残月剣 -秘抄- 水本爽涼
《入門》第四回
八文の銭を縁台へ置き、左馬介が席を立ったのは、それから暫くしてからである。
「どぉ~も、有り難(がと)やーした! また、お帰りには、お立ち寄りを!」
左馬介は送り出す主(あるじ)の声を背に受け、山道を歩き出したが、ふたたびこの茶屋に寄ることがあるのだろうか…と、漠然と思うのだった。
その日の夕刻、七ツ時には溝切宿へと入った左馬介であったが、峠茶屋の主の忠言の正確さは流石のものよ…とは思えた。日が没するまでには、未だそれなりの時があった。

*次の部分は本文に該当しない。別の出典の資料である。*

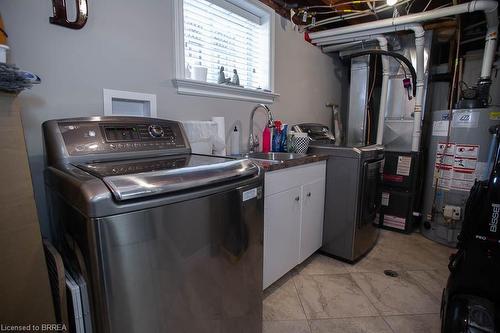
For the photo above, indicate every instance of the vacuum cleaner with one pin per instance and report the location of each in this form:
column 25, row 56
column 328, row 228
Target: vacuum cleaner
column 471, row 299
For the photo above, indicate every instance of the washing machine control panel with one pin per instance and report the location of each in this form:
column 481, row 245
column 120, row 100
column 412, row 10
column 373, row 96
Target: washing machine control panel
column 93, row 137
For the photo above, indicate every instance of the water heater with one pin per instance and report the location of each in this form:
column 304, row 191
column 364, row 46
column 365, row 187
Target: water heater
column 457, row 155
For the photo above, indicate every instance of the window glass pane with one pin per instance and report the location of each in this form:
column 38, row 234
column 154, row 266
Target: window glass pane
column 215, row 37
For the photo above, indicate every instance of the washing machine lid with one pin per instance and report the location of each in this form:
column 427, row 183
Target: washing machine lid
column 133, row 179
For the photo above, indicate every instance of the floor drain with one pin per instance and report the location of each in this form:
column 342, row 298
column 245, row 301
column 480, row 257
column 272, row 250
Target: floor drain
column 391, row 273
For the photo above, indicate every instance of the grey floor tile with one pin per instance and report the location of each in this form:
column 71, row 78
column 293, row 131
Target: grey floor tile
column 288, row 326
column 332, row 296
column 350, row 325
column 281, row 301
column 415, row 323
column 320, row 264
column 399, row 295
column 434, row 281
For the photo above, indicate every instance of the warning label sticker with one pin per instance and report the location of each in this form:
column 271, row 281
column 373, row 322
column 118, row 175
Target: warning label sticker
column 385, row 198
column 404, row 164
column 455, row 166
column 395, row 222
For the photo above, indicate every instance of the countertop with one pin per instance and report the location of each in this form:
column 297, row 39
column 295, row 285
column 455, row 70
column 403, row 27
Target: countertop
column 269, row 166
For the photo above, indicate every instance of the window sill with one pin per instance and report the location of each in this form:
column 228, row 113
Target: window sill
column 200, row 88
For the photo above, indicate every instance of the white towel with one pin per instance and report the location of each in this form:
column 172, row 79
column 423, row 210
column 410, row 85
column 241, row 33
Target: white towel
column 203, row 137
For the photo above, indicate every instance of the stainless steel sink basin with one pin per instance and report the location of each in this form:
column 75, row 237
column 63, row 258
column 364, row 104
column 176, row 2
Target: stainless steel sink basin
column 275, row 156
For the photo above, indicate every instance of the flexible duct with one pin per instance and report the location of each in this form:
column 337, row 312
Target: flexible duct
column 489, row 7
column 382, row 41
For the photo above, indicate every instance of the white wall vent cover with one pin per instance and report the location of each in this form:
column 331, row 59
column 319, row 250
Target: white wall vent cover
column 127, row 103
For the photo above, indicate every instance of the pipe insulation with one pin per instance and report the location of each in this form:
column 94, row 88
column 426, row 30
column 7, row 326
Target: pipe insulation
column 382, row 41
column 489, row 7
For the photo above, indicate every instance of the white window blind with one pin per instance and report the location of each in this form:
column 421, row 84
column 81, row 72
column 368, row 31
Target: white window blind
column 215, row 36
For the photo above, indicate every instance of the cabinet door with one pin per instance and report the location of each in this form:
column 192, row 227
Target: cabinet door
column 282, row 213
column 313, row 206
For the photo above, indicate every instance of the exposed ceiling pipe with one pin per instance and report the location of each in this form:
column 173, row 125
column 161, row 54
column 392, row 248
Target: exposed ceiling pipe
column 490, row 9
column 340, row 18
column 348, row 44
column 382, row 41
column 419, row 47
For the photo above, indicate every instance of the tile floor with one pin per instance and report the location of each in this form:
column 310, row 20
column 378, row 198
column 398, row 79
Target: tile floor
column 324, row 295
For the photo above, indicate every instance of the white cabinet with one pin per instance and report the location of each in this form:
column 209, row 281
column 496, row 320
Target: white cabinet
column 281, row 233
column 311, row 228
column 293, row 217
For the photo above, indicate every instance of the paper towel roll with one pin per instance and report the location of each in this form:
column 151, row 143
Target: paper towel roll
column 221, row 133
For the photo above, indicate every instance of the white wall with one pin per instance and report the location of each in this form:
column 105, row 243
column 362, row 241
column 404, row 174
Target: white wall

旅籠は物集(もずめ)街道筋の左右に沿って流れるように続いていた。一軒のうらぶれた旅籠に入り敷居に腰を下ろすと、番頭が、ひょいと奥から現れ、云ってもいないのに、さも当然の如く、草鞋の紐を解き、更には足袋までも脱がし、手桶の水で足を丁寧に洗ってくれた。蓄積した左馬介の疲れは一度に引いていった。 そうして、空いた三畳間へと通された。
「ほう…、葛西へ行かれますか」
茶盆を運ぶ先程の番頭が、何とは無しに、そう切り出す。片言で話をする左馬介に、番頭は諄(くど)く返してくる。聞いてもいないのに、生憎(あいにく)、女中が急な用向きで休んで居らぬと憤慨し、自らが切り盛りする羽目になった今日なのだ…などという愚痴を云う。そんなことは左馬介にとっては聞きたくもない詰まらぬ事情であった。